C'est donc dans Eternity express qu'il y a lieu de déceler le principe de différence. « Faut-il que certains meurent pour que le plus grand nombre vive ? » Ou, plus précisément : « Les Hommes n'ont le droit de vivre que dans la mesure où ils ne gênent pas les vivants. » En appliquant à la lettre cet adage, l'avenir proche s'avère effroyable. Car, à la lutte contre l'excès des naissances conditionné par les systèmes de contrôle, va succéder bientôt ce qu'Adolfo Bioy Casares a si magistralement décrit dans son Journal de la guerre aux cochons, le problème des vieillards excédentaires et la solution finale.

Jean-Michel Truong imagine dans un avenir proche qu'une centaine de millions de jeunes travailleurs chinois vont se délocaliser en Europe, qui souffre d'une pénurie de main-d'œuvre, tandis qu'une égale population de pensionnés européens se rendra en Chine dans des villages conçus pour leur bien-être.
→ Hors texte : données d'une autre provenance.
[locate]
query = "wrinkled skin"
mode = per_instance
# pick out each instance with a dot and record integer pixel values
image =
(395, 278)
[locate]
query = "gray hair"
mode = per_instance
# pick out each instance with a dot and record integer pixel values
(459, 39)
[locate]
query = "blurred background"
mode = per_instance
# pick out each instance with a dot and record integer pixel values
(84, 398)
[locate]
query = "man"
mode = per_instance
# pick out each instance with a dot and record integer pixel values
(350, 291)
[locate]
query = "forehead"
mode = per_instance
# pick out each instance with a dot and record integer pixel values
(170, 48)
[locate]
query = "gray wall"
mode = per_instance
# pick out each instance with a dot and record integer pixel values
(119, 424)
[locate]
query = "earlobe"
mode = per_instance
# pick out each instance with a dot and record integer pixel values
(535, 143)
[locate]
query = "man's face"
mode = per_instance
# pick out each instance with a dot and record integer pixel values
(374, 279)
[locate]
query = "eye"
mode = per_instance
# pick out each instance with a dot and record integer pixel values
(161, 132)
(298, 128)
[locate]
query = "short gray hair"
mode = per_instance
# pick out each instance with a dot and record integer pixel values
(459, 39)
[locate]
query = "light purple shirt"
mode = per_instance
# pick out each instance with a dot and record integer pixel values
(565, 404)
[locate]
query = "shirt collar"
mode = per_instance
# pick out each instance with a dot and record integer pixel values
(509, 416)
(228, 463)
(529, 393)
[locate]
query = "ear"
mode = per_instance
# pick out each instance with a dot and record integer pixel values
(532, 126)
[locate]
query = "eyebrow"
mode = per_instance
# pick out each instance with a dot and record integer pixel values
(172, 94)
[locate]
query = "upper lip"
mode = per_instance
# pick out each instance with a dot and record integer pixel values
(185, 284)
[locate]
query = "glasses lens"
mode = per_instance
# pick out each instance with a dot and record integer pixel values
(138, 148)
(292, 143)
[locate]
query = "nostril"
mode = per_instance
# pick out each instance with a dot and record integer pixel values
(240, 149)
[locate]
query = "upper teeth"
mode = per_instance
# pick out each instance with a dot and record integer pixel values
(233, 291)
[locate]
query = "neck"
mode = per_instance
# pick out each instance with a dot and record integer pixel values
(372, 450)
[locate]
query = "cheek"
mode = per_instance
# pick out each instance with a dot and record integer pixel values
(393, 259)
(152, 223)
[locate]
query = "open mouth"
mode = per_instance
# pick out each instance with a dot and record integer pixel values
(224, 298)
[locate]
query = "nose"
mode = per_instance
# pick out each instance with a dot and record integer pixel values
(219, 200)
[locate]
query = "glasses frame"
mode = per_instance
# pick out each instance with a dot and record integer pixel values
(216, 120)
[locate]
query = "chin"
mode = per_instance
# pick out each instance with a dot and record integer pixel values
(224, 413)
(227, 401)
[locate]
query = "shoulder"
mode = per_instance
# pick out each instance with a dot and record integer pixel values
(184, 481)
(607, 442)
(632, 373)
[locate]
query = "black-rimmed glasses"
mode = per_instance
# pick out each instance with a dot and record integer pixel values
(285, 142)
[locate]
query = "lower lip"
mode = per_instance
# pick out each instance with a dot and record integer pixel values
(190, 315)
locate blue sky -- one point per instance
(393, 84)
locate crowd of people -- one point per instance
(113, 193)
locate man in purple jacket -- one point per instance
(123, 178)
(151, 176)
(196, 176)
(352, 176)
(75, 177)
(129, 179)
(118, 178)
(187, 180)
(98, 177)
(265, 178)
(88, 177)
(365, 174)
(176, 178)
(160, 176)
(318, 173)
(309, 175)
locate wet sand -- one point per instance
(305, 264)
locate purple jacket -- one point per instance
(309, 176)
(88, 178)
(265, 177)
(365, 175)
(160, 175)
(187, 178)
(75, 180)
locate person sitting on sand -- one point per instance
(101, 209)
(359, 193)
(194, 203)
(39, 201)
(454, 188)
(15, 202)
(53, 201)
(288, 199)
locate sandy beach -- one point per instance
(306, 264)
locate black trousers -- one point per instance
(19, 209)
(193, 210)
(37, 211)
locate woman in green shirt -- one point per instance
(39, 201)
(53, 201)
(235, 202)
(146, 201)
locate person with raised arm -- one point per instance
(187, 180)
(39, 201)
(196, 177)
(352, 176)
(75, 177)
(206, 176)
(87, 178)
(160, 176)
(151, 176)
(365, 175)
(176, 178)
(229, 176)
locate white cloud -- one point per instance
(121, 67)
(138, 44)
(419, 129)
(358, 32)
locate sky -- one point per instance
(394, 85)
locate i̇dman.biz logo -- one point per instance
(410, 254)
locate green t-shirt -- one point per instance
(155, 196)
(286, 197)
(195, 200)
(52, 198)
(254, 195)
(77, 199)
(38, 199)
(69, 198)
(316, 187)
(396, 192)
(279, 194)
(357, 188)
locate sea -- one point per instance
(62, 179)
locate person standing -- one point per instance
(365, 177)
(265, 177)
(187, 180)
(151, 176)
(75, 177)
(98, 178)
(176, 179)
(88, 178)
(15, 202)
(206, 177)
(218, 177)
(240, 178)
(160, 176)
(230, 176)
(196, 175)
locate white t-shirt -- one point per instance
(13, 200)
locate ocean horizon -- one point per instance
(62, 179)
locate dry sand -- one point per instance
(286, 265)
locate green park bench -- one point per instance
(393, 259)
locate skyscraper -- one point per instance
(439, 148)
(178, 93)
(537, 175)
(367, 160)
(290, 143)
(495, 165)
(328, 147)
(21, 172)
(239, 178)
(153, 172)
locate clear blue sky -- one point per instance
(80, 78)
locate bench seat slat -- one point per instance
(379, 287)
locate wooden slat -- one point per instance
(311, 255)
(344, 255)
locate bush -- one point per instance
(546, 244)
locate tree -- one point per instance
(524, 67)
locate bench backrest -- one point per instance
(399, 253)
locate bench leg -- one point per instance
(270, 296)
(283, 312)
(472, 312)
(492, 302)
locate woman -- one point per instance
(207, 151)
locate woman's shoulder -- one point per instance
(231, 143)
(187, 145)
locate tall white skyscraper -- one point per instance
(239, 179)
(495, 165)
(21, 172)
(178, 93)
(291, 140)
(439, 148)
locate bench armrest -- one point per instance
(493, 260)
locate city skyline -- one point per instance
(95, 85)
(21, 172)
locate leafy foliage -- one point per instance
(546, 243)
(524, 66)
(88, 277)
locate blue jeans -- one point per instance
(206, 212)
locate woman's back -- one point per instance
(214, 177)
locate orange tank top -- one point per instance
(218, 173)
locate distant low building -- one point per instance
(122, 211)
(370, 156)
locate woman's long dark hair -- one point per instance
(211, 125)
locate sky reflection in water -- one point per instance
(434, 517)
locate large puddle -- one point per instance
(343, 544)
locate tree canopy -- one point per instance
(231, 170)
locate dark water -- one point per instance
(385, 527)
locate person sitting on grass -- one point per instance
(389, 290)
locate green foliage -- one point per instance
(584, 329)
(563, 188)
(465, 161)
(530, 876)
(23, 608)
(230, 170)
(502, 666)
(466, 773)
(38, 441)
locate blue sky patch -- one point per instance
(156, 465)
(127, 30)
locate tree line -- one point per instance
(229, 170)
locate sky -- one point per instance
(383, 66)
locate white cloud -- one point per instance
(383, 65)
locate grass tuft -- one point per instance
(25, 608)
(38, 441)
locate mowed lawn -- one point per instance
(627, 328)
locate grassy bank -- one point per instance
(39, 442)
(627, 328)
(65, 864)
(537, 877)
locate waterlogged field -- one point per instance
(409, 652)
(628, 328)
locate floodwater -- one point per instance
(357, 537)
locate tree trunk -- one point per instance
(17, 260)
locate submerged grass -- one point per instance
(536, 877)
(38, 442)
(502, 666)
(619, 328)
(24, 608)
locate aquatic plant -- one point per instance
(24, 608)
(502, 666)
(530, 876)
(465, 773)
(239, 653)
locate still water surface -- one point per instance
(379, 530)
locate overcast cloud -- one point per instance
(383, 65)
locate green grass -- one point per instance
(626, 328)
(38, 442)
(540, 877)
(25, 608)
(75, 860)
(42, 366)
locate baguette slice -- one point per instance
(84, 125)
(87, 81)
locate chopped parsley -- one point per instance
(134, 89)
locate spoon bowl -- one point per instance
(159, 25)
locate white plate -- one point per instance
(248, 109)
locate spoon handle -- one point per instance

Le train des joyeux retraités démarre vers Clifford Estates, rythmé par la Prose du Transsibérien, de Blaise Cendrars. Un certain Jonathan, émule de Machiavel, aplanira les difficultés du voyage.
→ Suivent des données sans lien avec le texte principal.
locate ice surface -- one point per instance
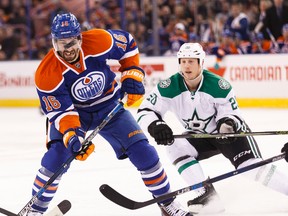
(22, 133)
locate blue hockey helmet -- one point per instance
(64, 26)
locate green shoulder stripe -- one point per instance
(172, 86)
(215, 85)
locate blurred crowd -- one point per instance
(222, 26)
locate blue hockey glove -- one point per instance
(132, 85)
(73, 138)
(161, 132)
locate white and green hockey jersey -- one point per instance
(197, 111)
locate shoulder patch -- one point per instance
(96, 42)
(223, 84)
(49, 73)
(165, 83)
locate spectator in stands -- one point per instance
(283, 45)
(177, 38)
(263, 6)
(226, 46)
(259, 45)
(238, 21)
(276, 16)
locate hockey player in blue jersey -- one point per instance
(77, 90)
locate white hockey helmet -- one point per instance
(191, 50)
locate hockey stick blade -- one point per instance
(61, 209)
(227, 135)
(6, 212)
(125, 202)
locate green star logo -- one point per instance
(197, 124)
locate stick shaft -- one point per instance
(125, 202)
(227, 135)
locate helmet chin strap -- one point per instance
(195, 80)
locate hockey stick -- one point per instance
(61, 209)
(70, 159)
(125, 202)
(227, 135)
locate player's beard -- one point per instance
(70, 56)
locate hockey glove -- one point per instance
(285, 149)
(85, 152)
(72, 140)
(132, 85)
(226, 125)
(161, 132)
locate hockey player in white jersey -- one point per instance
(204, 103)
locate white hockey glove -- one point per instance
(226, 125)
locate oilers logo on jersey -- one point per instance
(89, 87)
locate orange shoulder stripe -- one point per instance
(96, 41)
(49, 73)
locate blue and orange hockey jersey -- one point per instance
(87, 85)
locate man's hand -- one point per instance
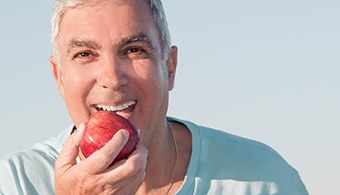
(94, 175)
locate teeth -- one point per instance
(116, 108)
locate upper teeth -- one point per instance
(116, 108)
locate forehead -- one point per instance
(111, 20)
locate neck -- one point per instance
(162, 161)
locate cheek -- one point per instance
(77, 86)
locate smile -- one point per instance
(116, 108)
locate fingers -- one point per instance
(105, 156)
(69, 153)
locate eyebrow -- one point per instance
(82, 43)
(140, 37)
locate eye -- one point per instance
(83, 54)
(136, 53)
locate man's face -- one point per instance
(111, 59)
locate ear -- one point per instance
(172, 65)
(58, 76)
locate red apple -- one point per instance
(101, 127)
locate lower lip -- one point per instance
(127, 113)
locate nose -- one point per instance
(112, 75)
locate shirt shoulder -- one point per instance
(223, 163)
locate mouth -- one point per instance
(124, 109)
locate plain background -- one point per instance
(267, 70)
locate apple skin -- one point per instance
(101, 127)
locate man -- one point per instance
(115, 55)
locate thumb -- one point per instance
(68, 155)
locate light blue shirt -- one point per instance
(220, 163)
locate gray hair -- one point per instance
(157, 11)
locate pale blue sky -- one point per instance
(266, 69)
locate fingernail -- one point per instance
(125, 134)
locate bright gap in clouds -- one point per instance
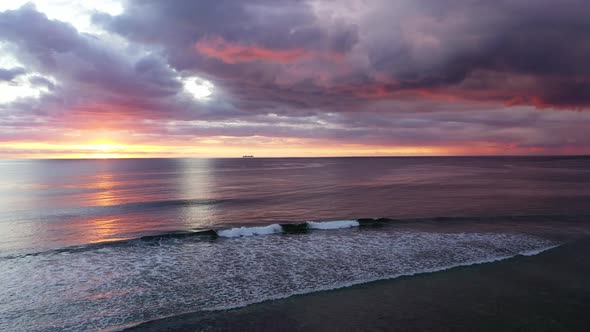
(199, 88)
(77, 13)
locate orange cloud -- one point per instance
(232, 53)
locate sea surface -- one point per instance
(95, 245)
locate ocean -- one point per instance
(99, 245)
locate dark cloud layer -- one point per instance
(406, 72)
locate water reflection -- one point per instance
(196, 181)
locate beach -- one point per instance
(294, 244)
(544, 292)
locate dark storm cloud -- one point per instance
(466, 49)
(384, 72)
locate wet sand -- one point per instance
(546, 292)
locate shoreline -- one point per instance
(544, 292)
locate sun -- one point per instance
(199, 88)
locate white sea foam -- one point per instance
(332, 224)
(249, 231)
(106, 288)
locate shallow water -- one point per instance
(102, 244)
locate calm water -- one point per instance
(73, 216)
(58, 203)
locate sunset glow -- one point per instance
(125, 79)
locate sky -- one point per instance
(274, 78)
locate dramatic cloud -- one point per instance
(467, 76)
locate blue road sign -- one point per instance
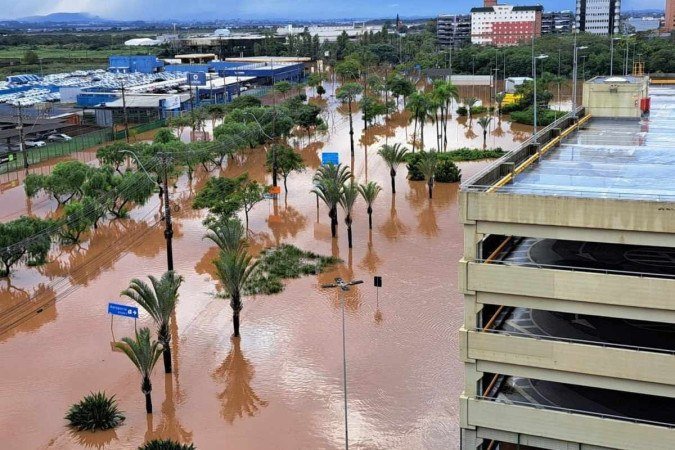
(197, 78)
(123, 310)
(330, 158)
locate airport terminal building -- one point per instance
(568, 276)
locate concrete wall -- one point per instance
(614, 99)
(565, 426)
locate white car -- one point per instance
(59, 137)
(31, 144)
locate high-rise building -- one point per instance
(568, 277)
(598, 16)
(669, 23)
(503, 25)
(453, 30)
(557, 22)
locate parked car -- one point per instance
(59, 137)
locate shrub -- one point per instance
(165, 444)
(544, 116)
(95, 412)
(447, 172)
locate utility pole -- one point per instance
(343, 286)
(126, 117)
(22, 144)
(165, 158)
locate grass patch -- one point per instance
(285, 262)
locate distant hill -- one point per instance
(64, 18)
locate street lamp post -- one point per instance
(343, 286)
(575, 75)
(536, 106)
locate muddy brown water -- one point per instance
(280, 385)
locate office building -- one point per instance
(557, 22)
(598, 16)
(568, 275)
(503, 25)
(669, 22)
(453, 31)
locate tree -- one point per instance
(250, 194)
(144, 354)
(427, 166)
(30, 58)
(164, 136)
(79, 216)
(233, 270)
(393, 155)
(350, 192)
(160, 302)
(64, 183)
(227, 234)
(320, 90)
(287, 161)
(282, 87)
(113, 154)
(328, 183)
(369, 192)
(25, 238)
(348, 70)
(485, 122)
(347, 93)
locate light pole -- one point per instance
(343, 285)
(575, 75)
(534, 65)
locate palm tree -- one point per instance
(347, 93)
(234, 269)
(144, 354)
(470, 103)
(369, 193)
(427, 166)
(228, 235)
(160, 302)
(350, 192)
(485, 122)
(393, 155)
(328, 183)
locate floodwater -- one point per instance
(280, 385)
Tout est prévu pour le succès de ce livre : une idée forte, une réelle pratique spéculative, un style sec et rapide, le sens du suspense, une grande connaissance des données prospectives, macroéconomiques de notre futur proche. Et pourtant, Eternity express n'est pas une œuvre notable. Car à force de philosopher, de vouloir démontrer la justesse de son propos, l'intelligence de son anticipation socio-économique, la pertinence de son discours sur la realpolitik qui gouverne le monde, Jean-Michel Truong oublie d'incorporer à la pâte ce zeste de bizarre qui excite les papilles du lecteur de SF.
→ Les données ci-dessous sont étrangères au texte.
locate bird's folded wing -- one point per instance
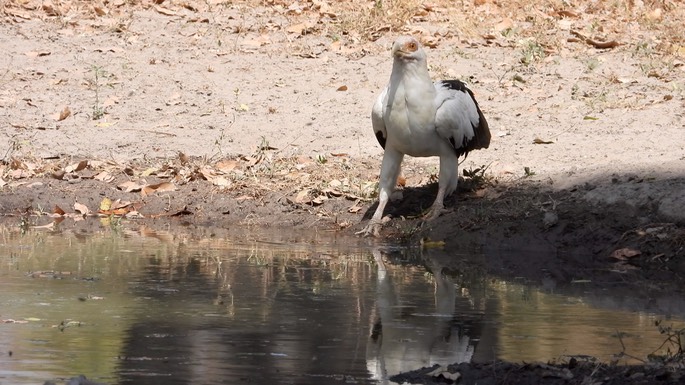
(459, 120)
(377, 121)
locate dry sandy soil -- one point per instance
(257, 114)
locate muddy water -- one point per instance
(144, 307)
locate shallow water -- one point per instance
(144, 307)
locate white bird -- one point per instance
(417, 117)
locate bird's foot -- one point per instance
(373, 228)
(433, 213)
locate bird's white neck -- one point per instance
(414, 76)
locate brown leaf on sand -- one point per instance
(165, 11)
(58, 210)
(65, 113)
(38, 53)
(625, 254)
(130, 186)
(540, 141)
(76, 167)
(81, 208)
(159, 187)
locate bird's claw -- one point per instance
(373, 228)
(433, 213)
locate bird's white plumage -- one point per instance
(417, 117)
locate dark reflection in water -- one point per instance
(156, 308)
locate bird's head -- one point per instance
(408, 49)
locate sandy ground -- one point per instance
(269, 112)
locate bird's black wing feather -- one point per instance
(481, 138)
(381, 139)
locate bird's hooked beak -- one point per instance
(406, 49)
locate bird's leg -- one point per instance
(447, 183)
(390, 170)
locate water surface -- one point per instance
(145, 307)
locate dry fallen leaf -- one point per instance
(104, 176)
(76, 167)
(38, 53)
(130, 186)
(165, 11)
(81, 208)
(540, 141)
(58, 210)
(625, 253)
(226, 165)
(105, 204)
(159, 187)
(63, 114)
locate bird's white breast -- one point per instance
(410, 119)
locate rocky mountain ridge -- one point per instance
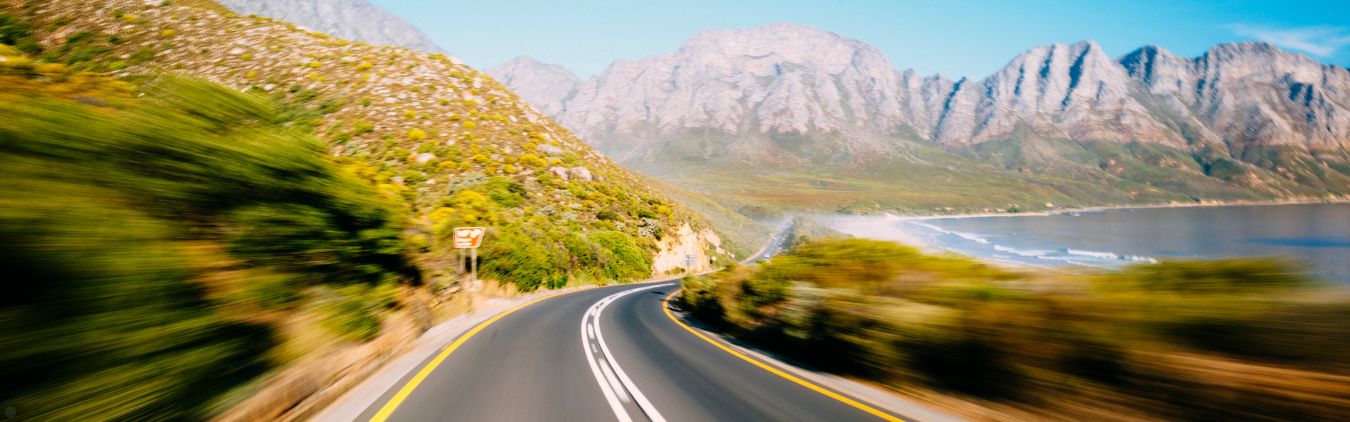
(446, 142)
(787, 96)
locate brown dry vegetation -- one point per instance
(1181, 340)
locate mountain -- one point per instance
(543, 85)
(446, 142)
(348, 19)
(785, 101)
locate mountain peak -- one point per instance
(782, 42)
(546, 86)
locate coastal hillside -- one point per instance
(347, 19)
(450, 143)
(833, 123)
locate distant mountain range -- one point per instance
(1067, 122)
(348, 19)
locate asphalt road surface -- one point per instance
(610, 353)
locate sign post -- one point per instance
(470, 237)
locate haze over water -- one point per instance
(1316, 233)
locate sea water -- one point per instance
(1314, 233)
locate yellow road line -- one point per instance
(776, 371)
(421, 375)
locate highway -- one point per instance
(609, 353)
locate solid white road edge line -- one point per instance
(609, 357)
(604, 387)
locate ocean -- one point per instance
(1314, 233)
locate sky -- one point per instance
(952, 38)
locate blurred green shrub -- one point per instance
(890, 313)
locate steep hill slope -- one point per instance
(1245, 122)
(455, 146)
(347, 19)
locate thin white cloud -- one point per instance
(1316, 41)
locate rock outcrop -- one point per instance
(350, 19)
(789, 96)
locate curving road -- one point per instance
(609, 353)
(551, 362)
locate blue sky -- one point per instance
(953, 38)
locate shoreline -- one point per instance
(1104, 208)
(906, 229)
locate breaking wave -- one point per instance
(1063, 255)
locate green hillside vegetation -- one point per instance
(1184, 340)
(448, 143)
(155, 233)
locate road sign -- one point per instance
(469, 237)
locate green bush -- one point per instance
(513, 258)
(620, 256)
(107, 212)
(890, 313)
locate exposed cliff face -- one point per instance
(687, 251)
(1073, 92)
(350, 19)
(774, 80)
(1241, 117)
(1252, 93)
(544, 86)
Philippe Curval → Magazine littéraire, nº 419, avril 2003

Sylvie Denis : Jardins virtuels

nouvelles de Science-Fiction, 1995 & 2003

chronique par Philippe Curval, 2003

par ailleurs :

Jardins virtuels vient de reparaître, très sérieusement augmenté, voire doublé. Sylvie Denis y explore avec avidité la plupart des thèmes de Science-Fiction contemporains, biotechnologie et réalités virtuelles, qui démontrent l'expérience d'un écrivain confirmé. Outre un sens de la spéculation qui repose sur des idées soigneusement élaborées, ses personnages sonnent juste dans leurs affrontements avec des lendemains redoutables. Son écriture nuancée, au seuil du symbolisme, apporte à ses textes une sensibilité, une qualité de réflexion à propos de nos civilisations mutantes qui confère un bien-être de lecture à ce recueil de nouvelles.

Philippe Curval → Magazine littéraire, nº 419, avril 2003

Martine Thomé : Il venait de Céphée, il s'appelait Versins

nouvelles et hommages, 2003

chronique par Philippe Curval, 2003

par ailleurs :

Cet hommage au créateur de la plus énorme Encyclopédie produite sur la SF et les textes conjecturaux vaut plus que sa part de nostalgie. Des témoins majeurs de son histoire et de sa démarche apportent commentaires, souvenirs, détails biographiques. Et rappellent à la mémoire que Pierre Versins fut aussi l'auteur d'Ailleurs (le premier fanzine de SF en français), romancier, excellent nouvelliste.

Philippe Curval → Magazine littéraire, nº 419, avril 2003

Howard Hendrix : Onde stationnaire

(Standing wave, 1998)

roman de Science-Fiction

chronique par Philippe Curval, 2003

par ailleurs :

Technologie, théologie sont les deux mamelles de ce roman. À travers un hypercube ouvert, on distingue le point de singularité où le Paradoxe absolu transfixe la croix de l'espace-temps. Ce qui ne veut pas dire qu'on n'éprouve pas un plaisir pervers à contempler la rencontre de l'érudition scientifique et du space opera sur la table de la naïveté mystique.